Ce groupe vivait-il vraiment bien ? Oui

Le doute n’est pas permis. Après quatre mois de vie communue, le XV de France était une véritable équipe et non plus une simple sélection. « C’est la force d’une Coupe du monde. On ne connaît pas forcément les joueurs mais après une ou deux semaines vous avez l’impression que ce sont vos frères de club », a déclaré Guilhem Guirado devant ses coéquipiers après la défaite contre le pays de Galles, avant de donner un exemple personne : « Jefferson, j’ai appris à te connaître. Même après avoir disputé trois tournois des 6 Nations, je ne te connaissais pas. J’ai appris à te connaître. » Un esprit de corps sur lequel misait Jacques Brunel pour que l’équipe de France retrouve des couleurs lors de ce Mondial. Le sélectionneur a été satisfait sur ce point-là et il a voulu remercier ses joueurs après l’élimination : « Moi, je me suis régalé, on s’est régalés avec le staff. Je pense que ça a relativement bien fonctionné. On aurait voulu que cette aventure soit différente, plus belle, meilleure, plus longue. Mais vous n’avez rien à vous reprocher. Franchement, vous avez été une belle équipe. Merci. » Une vie de groupe louée pendant toute l’aventure par l’ensemble des joueurs et notamment des plus jeunes qui ont trouvé leur place sans aucun problème. L’apparition de la « bande à Loulou », autour de Picamoles, en est le meilleur exemple. 

Les jeunes ont-ils pris le pouvoir ? Oui 

Une nouvelle génération s’est, elle, affirmée au Japon ? On peut le penser notamment à travers l’autorité de la charnière Antoine Dupont-Romain Ntamack. L’annonce de la retraite internationale de Camille Lopez semble aller dans ce sens. L’ouvreur de Clermont n’a que trente ans mais on a l’impression qu’il a compris que Romain Ntamack (20 ans) serait dur à contenir. Dans l’animation, le Toulousain s’est montré assez étincelant, contre l’Argentine et contre le pays de Galles, ce fut frappant, au moins en début de match. C’est vrai, ses tirs au but ont manqué de fiabilité, les cinq points laissés en route ont coûté cher face aux Gallois. Sa gestuelle est sans équivalent dans le rugby français. À la mêlée, Antoine Dupont (22 ans) aussi s’est affirmé comme un quasi-taulier. Son style de bélier puncheur a éclaté à la face du monde. Il apparaît très dur à déloger du poste. En numéro 8 aussi Gregory Alldritt (22 ans) a marqué des points précieux. Ces trois hommes ressemblent à la colonne vertébrale de l’équipe de 2023. On ajoutera Camille Chat (24 ans) qui fut à deux doigts de déloger le capitaine Guilhem Guirado du talonnage. À l’aile Damian Penaud à 23 ans, fait d’ores et déjà figure de cadre. Ses fameuses foulées en font un attaquant irrésistible et indispensable. Son forfait, craint avant Galles-France, aurait été vécu comme une catastrophe. Tous ces talents sont en passe de devenir de vraies locomotives.
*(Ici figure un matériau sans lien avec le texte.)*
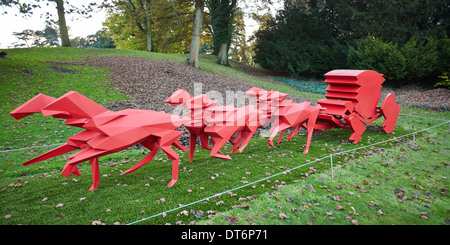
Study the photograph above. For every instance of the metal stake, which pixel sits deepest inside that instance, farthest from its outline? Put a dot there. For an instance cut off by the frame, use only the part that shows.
(331, 161)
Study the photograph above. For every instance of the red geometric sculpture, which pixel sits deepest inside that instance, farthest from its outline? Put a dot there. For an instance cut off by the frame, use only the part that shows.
(194, 120)
(284, 114)
(351, 102)
(223, 122)
(105, 132)
(207, 121)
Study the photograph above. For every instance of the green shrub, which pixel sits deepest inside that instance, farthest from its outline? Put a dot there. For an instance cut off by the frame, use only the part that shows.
(373, 54)
(422, 58)
(445, 82)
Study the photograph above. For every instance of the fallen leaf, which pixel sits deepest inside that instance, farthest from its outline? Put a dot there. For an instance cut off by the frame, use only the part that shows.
(283, 216)
(339, 207)
(355, 222)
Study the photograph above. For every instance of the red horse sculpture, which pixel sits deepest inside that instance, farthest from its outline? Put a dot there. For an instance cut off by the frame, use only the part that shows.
(105, 132)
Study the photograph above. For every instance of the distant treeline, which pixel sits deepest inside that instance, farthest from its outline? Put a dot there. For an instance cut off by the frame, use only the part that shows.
(406, 40)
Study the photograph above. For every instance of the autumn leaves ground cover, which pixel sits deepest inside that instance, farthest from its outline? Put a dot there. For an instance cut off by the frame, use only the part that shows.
(391, 183)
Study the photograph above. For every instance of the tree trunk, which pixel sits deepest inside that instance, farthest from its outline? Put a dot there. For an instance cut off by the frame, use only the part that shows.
(149, 34)
(65, 41)
(196, 32)
(222, 57)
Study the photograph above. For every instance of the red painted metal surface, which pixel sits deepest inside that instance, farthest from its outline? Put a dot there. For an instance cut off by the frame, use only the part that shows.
(351, 102)
(104, 132)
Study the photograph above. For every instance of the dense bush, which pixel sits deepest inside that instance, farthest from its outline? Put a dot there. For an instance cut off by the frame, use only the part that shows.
(296, 43)
(309, 38)
(373, 54)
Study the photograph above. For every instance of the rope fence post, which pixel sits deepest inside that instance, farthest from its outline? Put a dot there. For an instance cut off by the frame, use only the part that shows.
(331, 162)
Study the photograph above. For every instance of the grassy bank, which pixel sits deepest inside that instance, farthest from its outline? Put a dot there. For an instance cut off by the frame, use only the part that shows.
(39, 194)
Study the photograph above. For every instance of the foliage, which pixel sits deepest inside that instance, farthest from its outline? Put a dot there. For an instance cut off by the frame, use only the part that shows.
(171, 25)
(295, 42)
(49, 37)
(100, 39)
(407, 41)
(445, 82)
(373, 54)
(222, 12)
(33, 194)
(422, 58)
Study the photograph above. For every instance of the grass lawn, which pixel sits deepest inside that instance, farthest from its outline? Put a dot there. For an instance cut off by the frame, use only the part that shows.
(389, 183)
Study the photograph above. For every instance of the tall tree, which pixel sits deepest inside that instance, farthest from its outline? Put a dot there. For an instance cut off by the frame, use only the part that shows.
(65, 41)
(162, 25)
(196, 33)
(222, 13)
(62, 7)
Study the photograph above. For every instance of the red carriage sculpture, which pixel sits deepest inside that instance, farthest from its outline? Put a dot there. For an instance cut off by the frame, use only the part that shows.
(351, 102)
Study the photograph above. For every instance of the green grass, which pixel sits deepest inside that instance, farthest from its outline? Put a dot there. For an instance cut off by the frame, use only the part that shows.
(31, 194)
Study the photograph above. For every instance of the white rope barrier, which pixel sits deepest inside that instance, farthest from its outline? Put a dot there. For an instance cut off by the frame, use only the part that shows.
(283, 172)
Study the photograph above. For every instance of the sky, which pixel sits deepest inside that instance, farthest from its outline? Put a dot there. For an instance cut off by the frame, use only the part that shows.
(13, 21)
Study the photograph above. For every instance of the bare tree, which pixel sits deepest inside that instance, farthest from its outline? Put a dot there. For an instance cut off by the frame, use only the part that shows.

L’avis de Bernard Laporte : « Les jeunes ont été très impliqués, on peut dire que la charnière Dupont - Ntamack s’est imposé pour l’avenir, mais qu’ils ont pris le pouvoir, pas encore. Dans les prochains mois on devrait voir apparaître d’autres champions du monde moins de 20 ans dans le groupe France. »

La France est-elle loin des meilleurs ? Oui

Les faits sont là. À l’analyse brute du tableau final de cette Coupe du monde 2019, l’équipe de France, quart de finaliste de l’épreuve, fait toujours partie des huit meilleures équipes du monde. Les Bleus ont su éviter (de peu) le piège argentin en début de compétition et se sont ensuite contentés du minimum syndical pour sortir de leur poule, en battant sans briller le Tonga et les États-Unis. Le désormais fameux typhon Hagibis permettant aux Bleus de contourner le révélateur anglais lors de la première phase. Ainsi, bon an mal an, Les Français ont su s’inviter à la table des Anglais, des Néo-Zélandais, des Springboks, des Japonais, des Australiens et des Irlandais. Pour finalement accoucher, en quart face aux Gallois, du match le plus abouti de leur compétition, soldé sur une défaite cruelle 20 à 19 dans les conditions que l’on sait. Ceci étant, force est aussi de constater que le jeu des Bleus n’a été que trop rarement rassurant et porteur de garanties. Hormis lors de la première période de ce fameux quart de finale, où les Bleus ont marqué les Gallois au fer rouge, le reste du bilan est plutôt terne. Bien loin des standards du très haut niveau mondial présenté par les Anglais, les Néo-Zélandais ou les Springboks, les Français ont affiché de grosses difficultés dès qu’il a fallu s’en tenir à une stratégie claire. Leur conquête a souvent été chahutée (souvenez-vous du match contre le Tonga), les lancements de jeu n’apparaissent pas aussi huilés et efficients que chez les tout meilleurs. Qu’on le veuille ou non, La France a souffert dans la guerre des rucks contre les États-Unis, a fait preuve d’une indiscipline récurrente et n’a pas su tuer un quart de finale qu’elle ne pouvait décemment pas perdre ; là où les Anglais allaient encore en touche alors qu’ils menaient de 30 points contre l’Australie à cinq minutes du terme de leur quart de finale. Les Bleus, par bribes, sont capables d’étincelles mais pour gagner à ce niveau il faut être bon tout le temps. Les Bleus doivent apprendre à être constants sur toute la durée d’un match. Si près, si loin.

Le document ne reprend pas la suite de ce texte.